Three decades after Frank Capra hit the ‘A’ list (joined at the hip with writing partner Robert Riskin), adapting the wiseguy sentiment of Damon Runyon’s LADY FOR A DAY/’33, he left the arena for good with this thuddingly misconceived flop of a remake. The story is largely unchanged (elderly apple peddler, a lucky charm to raffish NYC mob man, needs his help to keep her engaged daughter from finding out she’s a tramp), but something’s gone missing in the new treatment. Okay, everything’s gone missing. A lot of the loss comes in making the story a period piece (not that Capra had much choice in ‘61). But where the zestful earlier film played as a tough & funny Depression Era fairy tale, the remake seems to run at half-speed. (And its forty-five extra minutes make the cast look like dunderheads.) A few players glean laughs (mostly Peter Falk & Edward Everett Horton), and Bette Davis, a most unlikely Apple Annie, at least keeps her dignity, but others aren’t so much miscast as defeated. Especially Glenn Ford, whose soft attack is like anti-matter, and Arthur O’Connell as a Spanish Count. You know you’re in trouble when you’ve got Arthur O’Connell playing a Spanish Count. With a thirty year retirement ahead of him, Capra seems relieved to throw in the towel.

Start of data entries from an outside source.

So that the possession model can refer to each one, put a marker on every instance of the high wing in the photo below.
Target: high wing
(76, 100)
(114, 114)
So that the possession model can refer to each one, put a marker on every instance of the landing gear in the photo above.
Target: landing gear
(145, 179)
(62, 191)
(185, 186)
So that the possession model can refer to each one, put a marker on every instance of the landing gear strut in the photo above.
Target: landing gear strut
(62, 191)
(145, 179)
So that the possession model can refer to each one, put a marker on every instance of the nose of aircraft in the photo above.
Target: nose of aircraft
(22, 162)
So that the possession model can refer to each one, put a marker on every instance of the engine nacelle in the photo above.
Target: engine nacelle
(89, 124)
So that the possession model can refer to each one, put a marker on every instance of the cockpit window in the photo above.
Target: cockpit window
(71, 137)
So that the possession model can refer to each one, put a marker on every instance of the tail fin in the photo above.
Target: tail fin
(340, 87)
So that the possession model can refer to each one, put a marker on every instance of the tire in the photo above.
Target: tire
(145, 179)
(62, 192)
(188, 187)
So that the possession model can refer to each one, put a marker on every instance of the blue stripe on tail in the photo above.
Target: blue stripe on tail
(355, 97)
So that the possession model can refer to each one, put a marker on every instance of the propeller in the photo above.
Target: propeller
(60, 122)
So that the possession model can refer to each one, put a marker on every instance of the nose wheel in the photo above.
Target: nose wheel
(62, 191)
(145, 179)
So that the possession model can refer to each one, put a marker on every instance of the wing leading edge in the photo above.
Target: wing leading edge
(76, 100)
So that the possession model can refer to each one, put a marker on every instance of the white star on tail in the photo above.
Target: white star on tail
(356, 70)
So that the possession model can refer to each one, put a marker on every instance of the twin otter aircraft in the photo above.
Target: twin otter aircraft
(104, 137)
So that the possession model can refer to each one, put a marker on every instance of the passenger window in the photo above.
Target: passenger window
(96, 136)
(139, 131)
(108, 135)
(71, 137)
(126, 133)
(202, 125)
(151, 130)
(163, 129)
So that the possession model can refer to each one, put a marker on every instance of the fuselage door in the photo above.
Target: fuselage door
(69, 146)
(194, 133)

WATCH THIS, NOT THAT/LINK: As mentioned above, Capra’s LADY FOR A DAY, about the best of all possible Damon Runyon adaptations. https://maksquibs.blogspot.com/2012/08/lady-for-day-1933.html
SCREWY THOUGHT OF THE DAY: Over-stuffed & bloated, POCKETFUL plays like a Hollywood embalming of a B’way musical. Begging the question, why hasn’t someone musicalized this story?
DOUBLE-BILL: Swansong for Capra regular supporting actor Thomas Mitchell following stellar perfs in DEEDS; LOST HORIZON; MR. SMITH and WONDERFUL LIFE.
ATTENTION MUST BE PAID: Capra’s career-long fixation on the erotic nature of water running over glass gets a final workout as debuting young lovers Ann-Margret & Peter Mann bill & coo.